Only a handful of cars have ever managed to be considered both cute and cool at the same time.
Fewer still manage to command that status more than five decades later, making them highly sought-after collector’s pieces for motoring enthusiasts around the world.
But Volkswagen’s original camper van has been firmly in this category for some time, and Mintlaw resident Geoff Morrison has been an admirer for as long as he can remember.
Originally designed for cheap family holidays and transporting goods, the cute VW camper soon inadvertently became an adored symbol of the 1960s Hippie movement.
Their sunny colours and shiny chrome bumpers were synonymous with a rebellious way of life, and even today remain a ubiquitous feature of the summer festival season.
But it wasn’t a camper that Geoff, 47, originally had his eye on.
“I first came across Volkswagen when I picked up a magazine called VolksWorld in John Menzies as a teenager,” he said.
“It was issue number two and I was very taken with the Beetle.
“A couple of years later I turned 18 and was looking for my first car – I was desperate for it to be a Beetle. Obviously at that age it needed to be inexpensive so when I saw one for sale down in Leeds my dad and I went down with a trailer to take a look.

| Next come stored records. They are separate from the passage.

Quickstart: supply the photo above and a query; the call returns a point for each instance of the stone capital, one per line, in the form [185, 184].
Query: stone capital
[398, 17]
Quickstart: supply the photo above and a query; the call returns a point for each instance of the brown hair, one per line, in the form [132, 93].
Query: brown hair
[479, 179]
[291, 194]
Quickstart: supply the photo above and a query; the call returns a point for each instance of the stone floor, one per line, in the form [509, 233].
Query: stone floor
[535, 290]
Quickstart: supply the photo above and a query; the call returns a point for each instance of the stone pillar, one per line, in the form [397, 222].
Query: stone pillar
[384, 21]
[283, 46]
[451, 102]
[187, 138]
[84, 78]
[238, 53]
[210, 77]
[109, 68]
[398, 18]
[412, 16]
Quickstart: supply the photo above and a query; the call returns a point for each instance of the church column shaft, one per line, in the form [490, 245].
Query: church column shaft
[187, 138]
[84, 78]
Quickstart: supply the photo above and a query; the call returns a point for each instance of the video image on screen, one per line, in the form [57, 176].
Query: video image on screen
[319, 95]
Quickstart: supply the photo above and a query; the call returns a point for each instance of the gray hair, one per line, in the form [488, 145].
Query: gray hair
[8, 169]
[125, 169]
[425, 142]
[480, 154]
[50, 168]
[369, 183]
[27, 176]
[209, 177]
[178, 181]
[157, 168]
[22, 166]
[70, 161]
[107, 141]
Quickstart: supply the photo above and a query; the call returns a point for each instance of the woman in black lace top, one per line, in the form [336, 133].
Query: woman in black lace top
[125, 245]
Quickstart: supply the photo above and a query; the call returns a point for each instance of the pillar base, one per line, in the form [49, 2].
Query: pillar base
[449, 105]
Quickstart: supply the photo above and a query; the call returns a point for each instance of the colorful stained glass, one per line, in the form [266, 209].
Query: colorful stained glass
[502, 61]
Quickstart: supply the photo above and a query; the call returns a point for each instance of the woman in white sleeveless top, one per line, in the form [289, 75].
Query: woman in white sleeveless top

“I couldn’t leave without it of course, but when I got it back home I realised it was in much worse condition that I thought. I worked away on it in the garage though and eventually got it on the road.
“Give or take a few years, I’ve owned an air-cooled VW ever since.”
Today, Geoff’s pride and joy is an original light blue 1960 VW camper, which he shipped over from the States in 2002. “It came from a scrapyard in Arizona where it had been just sitting in the desert,” he said.
“Remarkably, all the important parts were pretty much rust-free, and it even had the original metal panels.
“I rewired it, updated the suspension and brakes and it was pretty much good to go. But at some point it had been painted white by a previous owner, and one day I leant against it while it was wet and the paint came right off.
“Underneath it revealed a logo which said ‘Thomas Gogan & Sons’ which I researched and eventually tracked down to a Texas musical instrument dealer in the 1960s.
“You can still see faint musical notes and the words ‘school band’ on the side panels too
“It turned out that Thomas Gogan was Irish and born in about 1890.
“When he got on the boat to America there is a lovely little story of him taking as many musical instruments as he could carry across.
“But unfortunately I can’t find anything more, so I’ll never know how the van ended up in that scrapyard.”
As well his beloved camper – which has recently been kitted out with a new interior – Geoff also has a classic Austin Seven Pearl Mark II, a 1959 Ford Popular 100e and a 1980s MK2 Golf GTI.
For a time he had even more wheels on his driveway, as he used to run a small business hiring out VW campers. “I had customers who had only ever driven modern cars yet they got in a 1970s vehicle with no issues,” he said.
“Then there were others who really struggled.
“It’s pretty different from driving a modern car; they are slow and noisy and comfortably cruise at around 55mph. But it’s a real 70s experience and I love it, they really make you slow down and appreciate the moment.”
After selling the business (and the additional campers along with it), Geoff found a new role as an LPG gas tester – but ensured he was never far from his beloved Volkswagens.
“When I hired out the campers I constantly needed to employ someone who was qualified to safety check the gas cookers,” he said.
“I got chatting to the guy who did it and it turned out he was retiring, so I did some training and took over from him recently.
“For me I enjoy the mechanics of all the different bits and pieces as much as I do the driving.
“I can’t imagine ever selling my camper, it’s a part of the family now.”
And it’s true, because perhaps of all the four-wheeled motors ever made, the Volkswagen camper can evoke a feeling of sentimentality like nothing else.
Not only is it a symbol of the 60s motoring era, but the mere memory of it can make people who never had one and never even rode in one sentimental.
Forget cute, this might just be one of the most iconic motors ever made.